O anterior cônsul-geral, Hamid Nangialay Kabiri, e o seu pessoal já se tinham demitido em protesto no final de setembro. Numa mensagem de vídeo, Kabiri criticou o facto de o Governo alemão ter autorizado a entrada no país de dois diplomatas talibãs de Cabul como representantes oficiais do Afeganistão.
De acordo com informações da ARD, terão sido autorizados a desempenhar tarefas consulares e foram também incumbidos de colaborar na deportação de criminosos afegãos.
Acesso a dados confidenciais?
A tomada de posse é particularmente controversa devido aos dados armazenados no consulado. De acordo com o relatório da ARD, os servidores em Bona contêm extensos ficheiros digitais de várias embaixadas e consulados gerais afegãos - incluindo organizações que até agora se recusaram a cooperar com os talibãs.
De acordo com o relatório, a informação armazenada inclui dados pessoais, pedidos de passaporte, certidões de nascimento e de casamento e correspondência, que também contém dados sobre afegãos na Alemanha e na Europa.
Os activistas dos direitos humanos alertam para o facto de estas informações poderem agora cair nas mãos dos Taliban. Existe o risco de os serviços secretos dos Talibãs (GDI) identificarem afegãos da oposição no estrangeiro e exercerem pressão sobre os seus familiares no Afeganistão.
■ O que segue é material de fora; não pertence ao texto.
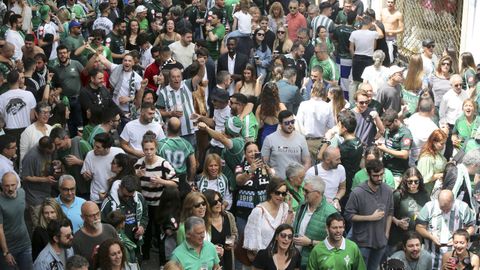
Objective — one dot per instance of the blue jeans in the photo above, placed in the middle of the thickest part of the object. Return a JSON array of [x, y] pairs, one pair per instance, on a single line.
[[23, 259], [372, 257]]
Diplomatas afegãos advertem o governo alemão
Segundo a ARD, o Governo alemão já tinha recebido, em fevereiro de 2025, uma carta confidencial de vários diplomatas afegãos que alertava precisamente para este cenário. Numa outra carta, datada de julho de 2025, os signatários voltaram a pedir que se evitasse a entrega do consulado-geral a representantes dos talibãs.
De acordo com a ARD, ambas as cartas chamavam a atenção para o perigo, uma vez que os servidores continham"milhões de correspondência confidencial e ficheiros pessoais de cidadãos afegãos". Apesar desta informação, o Ministério Federal dos Negócios Estrangeiros permitiu o acesso dos diplomatas enviados pelos talibãs.
O Ministério dos Negócios Estrangeiros de Cabul, questionado pela ARD, explicou que não reconhecia oficialmente o governo talibã, mas que tinha de ter em conta a demissão "juridicamente vinculativa" do anterior cônsul-geral Kabiri.
O artigo 60.º da Lei da Residência regula a proibição de expulsão e oferece proteção aos estrangeiros que se encontram em risco no seu país de origem por diversas razões. São abordadas, em particular, razões humanitárias, de saúde e políticas, a fim de garantir a segurança necessária às pessoas afectadas.
O que é que isto significa para os afegãos na Alemanha?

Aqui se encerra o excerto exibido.